Судя по затянувшейся тишине, особенных тем для разговоров гостья в этот раз не приберегла – Баал внутренне расслабился. Иногда он напрягался, когда думал, что у него могут спросить умного совета, а он подведет, не найдется с ответом. Глупый страх, беспочвенный.
– Слушай, ты слышал про эти будки «Вторая половина»?

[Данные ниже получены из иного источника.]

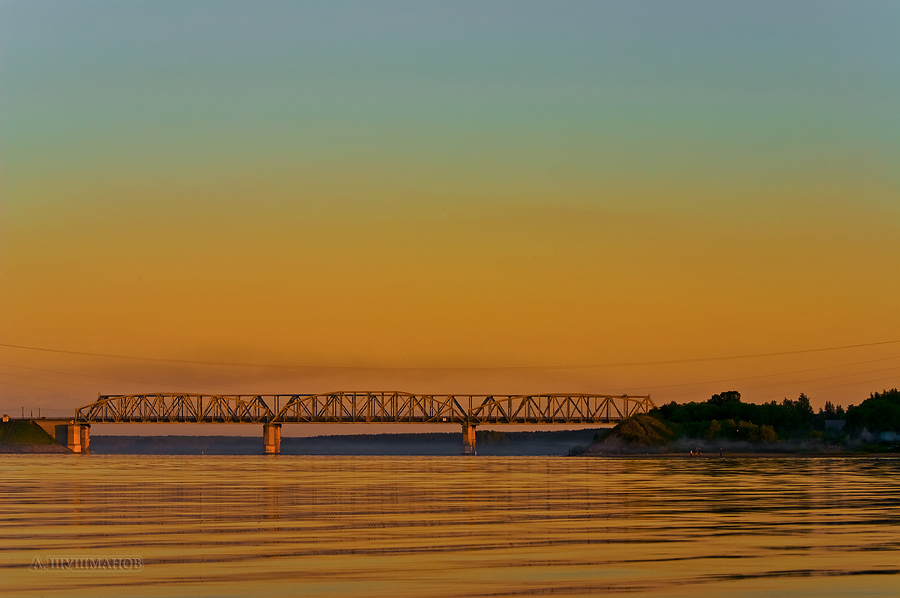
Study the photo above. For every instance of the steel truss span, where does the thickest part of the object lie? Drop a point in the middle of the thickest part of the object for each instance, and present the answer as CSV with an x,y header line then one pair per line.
x,y
364,406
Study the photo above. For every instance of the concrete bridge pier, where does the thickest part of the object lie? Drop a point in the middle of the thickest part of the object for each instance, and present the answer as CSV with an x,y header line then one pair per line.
x,y
468,439
272,438
78,438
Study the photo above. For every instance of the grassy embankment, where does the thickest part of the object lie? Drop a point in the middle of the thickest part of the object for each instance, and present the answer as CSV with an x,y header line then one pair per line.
x,y
725,423
22,435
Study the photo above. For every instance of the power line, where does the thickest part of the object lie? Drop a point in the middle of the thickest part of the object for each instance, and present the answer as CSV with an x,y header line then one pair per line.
x,y
22,367
452,368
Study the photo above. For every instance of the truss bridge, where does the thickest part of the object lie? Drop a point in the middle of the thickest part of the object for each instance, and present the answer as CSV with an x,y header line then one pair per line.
x,y
275,410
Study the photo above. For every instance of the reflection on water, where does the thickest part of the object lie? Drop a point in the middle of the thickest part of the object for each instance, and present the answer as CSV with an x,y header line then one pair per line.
x,y
423,526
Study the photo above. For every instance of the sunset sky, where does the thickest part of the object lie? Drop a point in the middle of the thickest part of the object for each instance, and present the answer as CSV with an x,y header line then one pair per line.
x,y
485,196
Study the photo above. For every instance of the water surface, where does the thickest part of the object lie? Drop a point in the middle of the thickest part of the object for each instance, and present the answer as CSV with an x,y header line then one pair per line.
x,y
451,526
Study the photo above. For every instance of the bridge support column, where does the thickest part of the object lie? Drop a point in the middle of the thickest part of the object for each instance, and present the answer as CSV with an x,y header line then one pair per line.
x,y
85,438
272,438
468,439
73,438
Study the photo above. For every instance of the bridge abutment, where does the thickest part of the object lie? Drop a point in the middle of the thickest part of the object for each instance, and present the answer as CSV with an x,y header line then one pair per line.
x,y
272,438
468,439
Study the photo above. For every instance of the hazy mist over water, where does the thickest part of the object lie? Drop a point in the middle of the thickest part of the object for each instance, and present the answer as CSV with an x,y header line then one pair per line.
x,y
445,526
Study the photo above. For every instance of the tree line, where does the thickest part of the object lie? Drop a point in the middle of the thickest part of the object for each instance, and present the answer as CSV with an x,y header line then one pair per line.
x,y
724,415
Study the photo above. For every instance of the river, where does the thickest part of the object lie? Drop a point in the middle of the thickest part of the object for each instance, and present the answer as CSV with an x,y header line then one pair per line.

– А кто про них не слышал? По-моему, половина населения городов в них уже побывали.
– Не скажи, некоторые боятся.
– Может, не боятся, а уверены в собственном выборе?
– Может, и так.
Паста для чистки выдавилась на тряпочку ровным червячком; руки принялись привычно втирать ее в длинное, покрытое пятнами лезвие.

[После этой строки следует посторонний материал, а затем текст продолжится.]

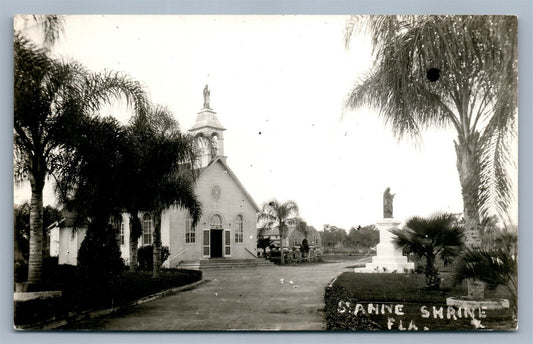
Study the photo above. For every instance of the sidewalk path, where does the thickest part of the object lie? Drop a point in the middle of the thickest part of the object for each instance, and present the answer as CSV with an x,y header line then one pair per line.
x,y
240,299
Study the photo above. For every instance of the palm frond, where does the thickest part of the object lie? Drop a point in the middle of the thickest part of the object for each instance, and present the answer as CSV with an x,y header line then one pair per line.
x,y
476,92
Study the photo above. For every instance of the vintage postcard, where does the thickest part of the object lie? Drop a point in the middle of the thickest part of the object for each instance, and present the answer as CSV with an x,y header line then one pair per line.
x,y
265,173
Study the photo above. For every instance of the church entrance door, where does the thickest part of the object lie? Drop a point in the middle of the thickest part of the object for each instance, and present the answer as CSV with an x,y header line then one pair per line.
x,y
216,243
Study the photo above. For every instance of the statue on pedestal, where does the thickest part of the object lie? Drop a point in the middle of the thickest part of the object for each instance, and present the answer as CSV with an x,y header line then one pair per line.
x,y
207,95
387,204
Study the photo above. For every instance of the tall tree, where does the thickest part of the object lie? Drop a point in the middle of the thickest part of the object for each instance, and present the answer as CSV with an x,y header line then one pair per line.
x,y
164,174
91,183
50,97
439,235
276,214
449,71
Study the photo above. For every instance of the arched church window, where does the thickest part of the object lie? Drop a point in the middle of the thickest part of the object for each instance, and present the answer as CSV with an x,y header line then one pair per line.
x,y
214,146
147,229
239,229
190,231
122,233
215,222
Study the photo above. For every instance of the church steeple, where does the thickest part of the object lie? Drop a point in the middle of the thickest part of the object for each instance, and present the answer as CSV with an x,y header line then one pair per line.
x,y
207,124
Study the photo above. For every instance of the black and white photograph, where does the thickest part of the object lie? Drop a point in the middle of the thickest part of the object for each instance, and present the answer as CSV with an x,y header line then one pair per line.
x,y
265,173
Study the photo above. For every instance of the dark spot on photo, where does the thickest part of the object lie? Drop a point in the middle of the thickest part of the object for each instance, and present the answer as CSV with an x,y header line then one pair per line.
x,y
433,74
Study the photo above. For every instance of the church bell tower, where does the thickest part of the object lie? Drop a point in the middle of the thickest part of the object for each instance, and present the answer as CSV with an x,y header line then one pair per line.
x,y
208,125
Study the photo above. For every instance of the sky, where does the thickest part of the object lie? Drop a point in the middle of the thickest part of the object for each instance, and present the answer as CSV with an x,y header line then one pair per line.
x,y
278,84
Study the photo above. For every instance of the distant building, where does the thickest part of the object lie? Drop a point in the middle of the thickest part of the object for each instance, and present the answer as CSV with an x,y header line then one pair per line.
x,y
227,228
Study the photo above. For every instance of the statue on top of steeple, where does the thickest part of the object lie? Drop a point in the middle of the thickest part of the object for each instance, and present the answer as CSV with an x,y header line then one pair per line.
x,y
207,95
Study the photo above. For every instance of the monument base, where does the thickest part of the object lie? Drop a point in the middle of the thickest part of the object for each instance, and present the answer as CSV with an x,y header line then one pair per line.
x,y
388,259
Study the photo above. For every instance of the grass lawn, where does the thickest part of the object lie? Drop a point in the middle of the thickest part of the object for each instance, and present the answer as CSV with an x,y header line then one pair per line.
x,y
81,294
388,301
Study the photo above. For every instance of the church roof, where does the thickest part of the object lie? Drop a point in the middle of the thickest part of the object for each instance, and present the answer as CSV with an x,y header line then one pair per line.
x,y
233,176
207,118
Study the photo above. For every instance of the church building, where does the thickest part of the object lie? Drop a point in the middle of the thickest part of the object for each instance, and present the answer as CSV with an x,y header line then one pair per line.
x,y
227,228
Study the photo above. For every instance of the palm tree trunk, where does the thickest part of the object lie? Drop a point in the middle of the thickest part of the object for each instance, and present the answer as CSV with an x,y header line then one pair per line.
x,y
35,260
468,168
157,244
281,235
135,230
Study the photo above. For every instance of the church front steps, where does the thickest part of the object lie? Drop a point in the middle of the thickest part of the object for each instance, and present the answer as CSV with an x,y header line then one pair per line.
x,y
224,264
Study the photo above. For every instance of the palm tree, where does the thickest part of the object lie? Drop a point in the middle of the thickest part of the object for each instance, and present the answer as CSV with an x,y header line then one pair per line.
x,y
164,176
49,99
91,184
449,71
276,214
494,266
439,235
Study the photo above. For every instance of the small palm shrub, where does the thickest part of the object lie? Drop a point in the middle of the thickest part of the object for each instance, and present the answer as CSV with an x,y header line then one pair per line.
x,y
438,235
496,266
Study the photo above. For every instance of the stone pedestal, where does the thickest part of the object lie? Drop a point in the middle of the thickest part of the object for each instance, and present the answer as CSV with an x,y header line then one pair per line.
x,y
388,259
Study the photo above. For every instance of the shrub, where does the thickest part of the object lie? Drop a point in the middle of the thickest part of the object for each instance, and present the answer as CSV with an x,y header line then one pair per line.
x,y
99,258
305,247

Динка улыбалась. Ей одной, как он понял, было комфортно в его компании и отделанном в темных тонах жилище – хватало внутреннего света.
– А на днях туда сходила Клэр. Захотела убедиться, что Антонио – ее судьба.
– Зачем? Сама себе не верила? Или ему?
– Нет. Наверное, просто захотела увидеть, что все так, как она считает, что все правильно.
– Значит, сомневалась.
– Нет, бывает, людям просто приятно увидеть подтверждение.
– Не знаю. Может быть. Убедилась?
– Да. Экран высветил шеф-повара Рена, после чего она, счастливая, пошла в магазин кухонных товаров и принадлежностей, купила самый дорогой белый колпак и расшила его изображениями пирожных.
– Идиотизм.
– Да не идиотизм, а романтика.
– Любовь делает людей дураками.
– И это ли не здорово? Что можно, наконец, скинуть эту серьезную маску с лица, расслабиться, дать волю чувствам и побыть раскрепощенным?
– Главное, не заигрываться.
– Главное, не бояться заигрываться.
Как обычно. Они стояли по разные стороны одной и той же темы, но не злились друг на друга – просто спорили.
– Знаешь, – Дина дотянулась до пачки с печеньем, взяла один из кругалей, утыканный шоколадной крошкой, и откинулась в кресле, – мы слишком часто пребываем в серьезности. В ненужной серьезности. Ходим с этим лицом, думаем с ним, верим, что кажемся умнее и неуязвимей.
– А на деле?
– Да ну бы его нафиг – это лицо. Правильно говорил Мюнхгаузен: «Все глупости на земле совершаются именно с этим выражением лица…»
– Это кто – философ?
– Почти.
Регносцирос промолчал, но мысленно согласился с неизвестным ему мыслителем – люди часто слишком серьезны и принимают все близко к сердцу. Потому что строят долгосрочные планы, потому что не осознают собственную смертность – только некоторые и в теории, – потому что копят богатство, которое не смогут забрать с собой. Ни монеты, ни слитка, ни куска стены от квартиры, в которой живут.
– Я знаешь, о чем подумала?
– М-м-м?
Тикали часы; меч стал почти как новый – сталь под тряпочкой блестела, отливала в тусклом комнатном свете желтым и коричневым.
– Хочу взять отпечатки пальцев одного знакомого и отнести их в будку.
– В какую из?
– Ну, в ту самую – по поиску второй половины.
– Хочешь взять их без его разрешения?
– Да. И посмотреть, есть ли кто-то на свете для него?
– И, даже если есть, дальше что? Займешься сводничеством?
– Думаешь, это плохо? Ведь Дрейк часто вмешивается в судьбы, и он не всегда не прав.
Баал хотел сказать, что Дрейк всегда прав, но на то он и Дрейк, чтобы знать, куда вмешиваться, а куда нет. Однако тактично промолчал – вдруг Ди обидится?